In stevexniu/scMatchmaker: Single Cell Matchmaker

options(width = 150)
knitr::opts_chunk$set(
  collapse = TRUE,
  tidy = FALSE,
  message = FALSE,
  warning = FALSE
)

Setup the Matchmaker Object

For this tutorial, we will be analyzing the human decidua single cell RNA-seq dataset from Vento-tormo et al. 2018 Nature. There are 64,734 single cells that were generated using 10X Genomics. The raw data can be found here. We will be using the CellPhoneDB ligands-receptors interaction repository.

A fraction of this data containing 947 ligand and receptor genes and 3000 cells (726 EVT, 953 dS2, 788 dNK1, and 533 dM1) is included in the scMatchmaker package called decidua and the corresponding metadata containing cell type annotations called decidua.annotation. This data has been normalized in logTPM (log-transformed transcripts per million), and it is recommended to start with normalized data. The Normalization function can be used to normalize raw scRNA-seq counts. It provides widely used logTPM normalization, as well as cosine normalization used in Haghverdi et al. 2018 Nature Biotechnology.

Then we load a CellPhoneDB database included in the package called cellphonedb. Alternatively, we can use LoadCellPhoneDB function to load the CellPhoneDB database either locally or from their website.

You can check the Matchmaker object structure and slot information by typing ?'Matchmaker-class'.

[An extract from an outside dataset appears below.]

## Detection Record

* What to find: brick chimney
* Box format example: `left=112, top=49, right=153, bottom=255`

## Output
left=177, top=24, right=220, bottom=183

# Install scMatchmaker from CRAN.
if (!requireNamespace("scMatchmaker", quietly = TRUE))
    install.packages("scMatchmaker")

# Load scMatchmaker.
library(scMatchmaker)

# Load the CellPhoneDB interaction database from URLs. 
# This step is optional when using scMatchmaker's preloaded database.
interaction.url = "https://raw.githubusercontent.com/Teichlab/cellphonedb-data/master/data/interaction_input.csv"
gene.url = "https://raw.githubusercontent.com/Teichlab/cellphonedb-data/master/data/gene_input.csv"
complex.url = "https://raw.githubusercontent.com/Teichlab/cellphonedb-data/master/data/complex_input.csv" 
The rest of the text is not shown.